After his internship, Dr. Perron served in Europe, Libya, and California before deciding to get out of the service and return to Point Blue. Along the way, he was stationed at the same air base as Buzz Aldrin.
Upon his return home, Dr. Perron started a practice in Ville Platte but was asked to work in Mamou following the death of Dr. Frank Savoy. “I spent most of the rest of my career in Mamou,” he said.
Years later, Dr. Perron made a Cursillo (retreat) in Prairie Rhonde which led to him being ordained a deacon in the Catholic church.
“I started working with the Cursillo right away after I had made it,” said Dr. Perron. “When Fr. Joseph Brennan came to start Queen of All Saints, he and I became big buddies. He became director of the Cursillo while he was trying to start the church.”
“He told the bishop he was too busy, and the bishop said they were starting a deacon school,” Dr. Perron continued. “And the bishop said one of Fr. Brennan’s deacons could be his assistant. So, that’s when I became a deacon. I was ordained 40 years ago, and I did all of my deaconate mostly right there at the Cursillo Center.”
Along the way, Dr. Perron also decided to get involved in local politics. He was elected to the state’s democratic state central committee and was then elected to the Evangeline Parish School Board in 1964.
“When I was running for school board, I had nobody in the political arena who was for me,” Dr. Perron commented. “They were all against me because I was running against a man from Mamou who had been on the school board for 50 years. Edwin Edwards also came twice to Evangeline Parish to politic against me.
He continued, “When I ran for school board, I got 85-percent of the vote. I went to my house after I got the returns, and Edwin Edwards walked in. He came right up to my wife, knelt down, and kissed her hand. He said he wanted to kiss the hand of the wife of a man who had everybody in the parish running against him but still got 85-percent of the vote.”
After serving as school board member, Dr.
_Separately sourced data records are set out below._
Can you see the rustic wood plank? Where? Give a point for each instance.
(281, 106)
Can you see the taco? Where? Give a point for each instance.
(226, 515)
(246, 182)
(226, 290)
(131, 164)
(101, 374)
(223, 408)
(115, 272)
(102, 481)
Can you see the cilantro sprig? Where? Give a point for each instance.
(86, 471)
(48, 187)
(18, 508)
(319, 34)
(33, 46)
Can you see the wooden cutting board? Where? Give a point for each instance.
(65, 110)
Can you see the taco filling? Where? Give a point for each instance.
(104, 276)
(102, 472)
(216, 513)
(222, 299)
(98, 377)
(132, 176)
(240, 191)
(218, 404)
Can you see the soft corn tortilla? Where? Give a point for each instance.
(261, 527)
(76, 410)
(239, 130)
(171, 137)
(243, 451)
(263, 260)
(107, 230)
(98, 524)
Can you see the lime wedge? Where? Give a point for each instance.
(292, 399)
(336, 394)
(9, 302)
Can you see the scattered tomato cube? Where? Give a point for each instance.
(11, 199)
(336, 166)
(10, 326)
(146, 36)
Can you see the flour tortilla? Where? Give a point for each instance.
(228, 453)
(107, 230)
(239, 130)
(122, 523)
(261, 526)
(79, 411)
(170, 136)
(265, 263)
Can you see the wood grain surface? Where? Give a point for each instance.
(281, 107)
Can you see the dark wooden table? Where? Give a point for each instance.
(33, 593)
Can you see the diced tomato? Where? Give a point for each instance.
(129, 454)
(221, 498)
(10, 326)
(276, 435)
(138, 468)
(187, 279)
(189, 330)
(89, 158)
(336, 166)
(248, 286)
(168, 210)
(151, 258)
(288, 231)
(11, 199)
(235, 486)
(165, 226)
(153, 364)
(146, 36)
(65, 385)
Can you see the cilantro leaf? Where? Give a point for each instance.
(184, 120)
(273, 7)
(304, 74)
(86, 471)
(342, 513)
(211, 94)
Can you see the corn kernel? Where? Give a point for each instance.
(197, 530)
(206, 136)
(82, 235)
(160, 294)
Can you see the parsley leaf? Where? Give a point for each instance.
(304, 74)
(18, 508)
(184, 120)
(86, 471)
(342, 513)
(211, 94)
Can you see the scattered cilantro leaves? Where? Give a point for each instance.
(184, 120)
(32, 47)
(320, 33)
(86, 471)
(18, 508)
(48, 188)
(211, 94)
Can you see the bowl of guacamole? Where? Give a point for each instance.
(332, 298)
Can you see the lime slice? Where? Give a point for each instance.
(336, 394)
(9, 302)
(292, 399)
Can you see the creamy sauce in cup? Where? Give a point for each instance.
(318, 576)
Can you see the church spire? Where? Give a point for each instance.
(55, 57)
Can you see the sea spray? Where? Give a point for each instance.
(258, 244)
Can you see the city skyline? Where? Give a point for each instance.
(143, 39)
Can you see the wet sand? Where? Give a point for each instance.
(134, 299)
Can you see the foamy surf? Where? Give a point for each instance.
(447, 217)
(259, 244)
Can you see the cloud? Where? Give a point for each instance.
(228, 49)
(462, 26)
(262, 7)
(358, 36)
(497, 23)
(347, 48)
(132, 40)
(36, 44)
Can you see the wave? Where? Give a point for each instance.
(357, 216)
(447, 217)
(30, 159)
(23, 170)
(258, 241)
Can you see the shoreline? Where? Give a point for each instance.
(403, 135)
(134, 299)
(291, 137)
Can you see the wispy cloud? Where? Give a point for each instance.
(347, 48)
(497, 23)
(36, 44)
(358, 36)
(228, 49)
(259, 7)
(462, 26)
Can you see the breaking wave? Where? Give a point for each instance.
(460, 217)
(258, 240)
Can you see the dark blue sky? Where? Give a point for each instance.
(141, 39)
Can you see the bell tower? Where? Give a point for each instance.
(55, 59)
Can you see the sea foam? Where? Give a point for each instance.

Perron was elected as coroner. “Dr. Savoy, who started the hospital in Mamou, assumed the job of coroner,” he said. “Anybody who worked at the hospital was automatically assistant coroner. I was mostly the assistant coroner because nobody wanted to do that work.”
He continued, “Then Charles Fontenot spent 17 years as coroner, and he quit. I said I would run for it, and nobody ran against me.”
Dr. Perron as coroner went about with the idea of, as he said, “doing good examinations of causes of death especially with forensic medicine.”
He added, “Rudy Guillory told me to go to St. Louis and go through the course because there was more to being a coroner than what was happening over here. So, I got certified as a member of forensic medicine.”
After one term, Dr. Perron decided not to seek re-election for coroner.
Following his retirement after all his years of service, Dr. Perron, in his humility, does not “want to look like anything special.” He concluded, “I’d like to be known as a doctor and a coroner who really wanted to have a first class coroner’s office over here. And, I did.”